Tuesday Trainwreck - I Remember When Jim Carrey Was Actually Entertaining


Ace Ventura: Pet Detective. Dumb And Dumber. The Cable Guy. These are all really good Jim Carrey movies. And it's not just a case of looking at the past through rose-colored glasses. Go back and watch any one of them, and I dare you not to laugh out loud at some point. Go ahead, watch one right now. I'll wait. I've got two hours to kill.

So, what did you think? Funny, right? I know! Now that you've enjoyed a good movie, how about some more Jim Carrey goodness, but this time in television form? Just fire up an ep of In Living Color, and bang, Fire Marshall Bill and Veracosa are taking you on a journey to comedy town. Good times (for the record, Jim was never on that show - I'm just using it as an expression). So all that begs the question - what the hell happened to Jim Carrey's career?

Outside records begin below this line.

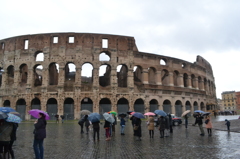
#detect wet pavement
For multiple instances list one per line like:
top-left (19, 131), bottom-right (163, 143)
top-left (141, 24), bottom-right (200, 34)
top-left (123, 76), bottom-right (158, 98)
top-left (14, 117), bottom-right (240, 159)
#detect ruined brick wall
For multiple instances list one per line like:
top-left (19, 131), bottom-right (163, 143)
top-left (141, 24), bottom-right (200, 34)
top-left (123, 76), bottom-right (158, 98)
top-left (0, 33), bottom-right (216, 119)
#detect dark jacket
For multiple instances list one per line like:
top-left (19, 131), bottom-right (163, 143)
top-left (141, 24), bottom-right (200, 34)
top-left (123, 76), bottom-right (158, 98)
top-left (34, 118), bottom-right (47, 140)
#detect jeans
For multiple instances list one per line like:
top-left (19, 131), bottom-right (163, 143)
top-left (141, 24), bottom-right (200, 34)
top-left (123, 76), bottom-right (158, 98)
top-left (33, 139), bottom-right (44, 159)
top-left (121, 125), bottom-right (125, 134)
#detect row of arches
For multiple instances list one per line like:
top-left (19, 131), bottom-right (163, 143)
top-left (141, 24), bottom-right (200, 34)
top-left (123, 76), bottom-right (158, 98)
top-left (3, 98), bottom-right (205, 119)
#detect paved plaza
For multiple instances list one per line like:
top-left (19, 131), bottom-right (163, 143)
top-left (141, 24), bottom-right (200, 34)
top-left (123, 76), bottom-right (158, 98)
top-left (14, 117), bottom-right (240, 159)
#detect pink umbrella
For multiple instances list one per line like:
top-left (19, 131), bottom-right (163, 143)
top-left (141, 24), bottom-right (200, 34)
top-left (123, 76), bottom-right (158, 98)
top-left (144, 112), bottom-right (155, 116)
top-left (28, 109), bottom-right (50, 120)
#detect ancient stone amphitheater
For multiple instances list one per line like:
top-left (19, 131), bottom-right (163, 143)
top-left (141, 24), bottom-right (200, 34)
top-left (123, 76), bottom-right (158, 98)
top-left (0, 33), bottom-right (216, 119)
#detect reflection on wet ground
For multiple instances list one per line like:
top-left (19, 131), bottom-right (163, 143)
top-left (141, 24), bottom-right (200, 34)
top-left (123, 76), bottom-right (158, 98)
top-left (14, 117), bottom-right (240, 159)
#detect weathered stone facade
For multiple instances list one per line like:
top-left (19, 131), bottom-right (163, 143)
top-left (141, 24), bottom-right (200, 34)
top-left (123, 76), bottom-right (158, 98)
top-left (0, 33), bottom-right (216, 119)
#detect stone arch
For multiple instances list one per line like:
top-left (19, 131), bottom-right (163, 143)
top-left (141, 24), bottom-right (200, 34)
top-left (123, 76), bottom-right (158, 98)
top-left (162, 69), bottom-right (169, 85)
top-left (99, 98), bottom-right (112, 116)
top-left (99, 64), bottom-right (111, 87)
top-left (133, 98), bottom-right (145, 114)
top-left (149, 99), bottom-right (159, 112)
top-left (117, 64), bottom-right (128, 87)
top-left (117, 98), bottom-right (129, 114)
top-left (33, 64), bottom-right (43, 87)
top-left (3, 100), bottom-right (11, 107)
top-left (48, 62), bottom-right (59, 85)
top-left (175, 100), bottom-right (183, 117)
top-left (148, 67), bottom-right (156, 84)
top-left (99, 51), bottom-right (111, 61)
top-left (63, 98), bottom-right (74, 120)
top-left (16, 98), bottom-right (26, 120)
top-left (6, 65), bottom-right (14, 86)
top-left (19, 64), bottom-right (28, 86)
top-left (46, 98), bottom-right (58, 119)
top-left (163, 99), bottom-right (172, 114)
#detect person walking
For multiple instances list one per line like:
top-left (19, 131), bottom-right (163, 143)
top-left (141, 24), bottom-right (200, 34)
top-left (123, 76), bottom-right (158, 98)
top-left (92, 121), bottom-right (100, 141)
top-left (133, 117), bottom-right (142, 141)
top-left (158, 116), bottom-right (166, 138)
top-left (205, 115), bottom-right (212, 136)
top-left (183, 114), bottom-right (188, 129)
top-left (104, 120), bottom-right (111, 141)
top-left (147, 116), bottom-right (154, 138)
top-left (120, 116), bottom-right (126, 135)
top-left (225, 119), bottom-right (230, 132)
top-left (33, 113), bottom-right (47, 159)
top-left (194, 113), bottom-right (205, 136)
top-left (0, 119), bottom-right (13, 159)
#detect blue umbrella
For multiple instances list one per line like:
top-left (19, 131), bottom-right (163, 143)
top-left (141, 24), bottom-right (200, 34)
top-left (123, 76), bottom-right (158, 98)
top-left (0, 107), bottom-right (16, 113)
top-left (154, 110), bottom-right (167, 116)
top-left (133, 112), bottom-right (145, 118)
top-left (194, 110), bottom-right (205, 113)
top-left (88, 113), bottom-right (101, 123)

Oh yeah - he stopped being funny. Old Jimmy boy seemed to have more misses than hits in his recent comedy attempts (*cough* Grinch *cough*), so he finally decided to just stop trying. Can't say I blame him. I imagine that being a failure is tough. But instead of just giving up acting all together and spending his days swimming in his giant Money Bin, Jim decided to give serious acting a try. Lucky us:



The Number 23 stars Jim as a man who becomes obsessed with a book detailing all the strange coincidences having to do with the number 23 in the world. Crazy stuff basically, like when people say that the 13 stripes on the American flag signify the 13 original colonies. We all know it's for luck! Anyway, convinced that the book was written about him, Carrey slowly descends into a world of paranoid delusion, aiming to solve the fictitious mysteries put forth on its pages.

This movie isn't supposed to be a comedy, but some people do seem to find comedic undertones in Carrey's acting. I'm not convinced it's intentional though - like it or not, Carrey is a comedian at heart, and his acting style reflects it. Even when undertaking a serious role, his true nature shines through. Truth be told, that aspect does make this movie somewhat watchable, but its poor story and overall cheesy tone relegate this disk to Trainwreck status.

If you're desperate for something to watch in 10 years, and you happen to come across this one in the $2.99 bargain bin at Best Buy, you could do worse. But watching Jim Carrey in his current state is almost too painful to endure. The good old days of funnyman Jim may be gone, but I'd rather relive them through the magic of DVD than subject myself to his current offerings. Time to throw in the towel, pal, and head back to Canada - the moose will have more love for you than we will.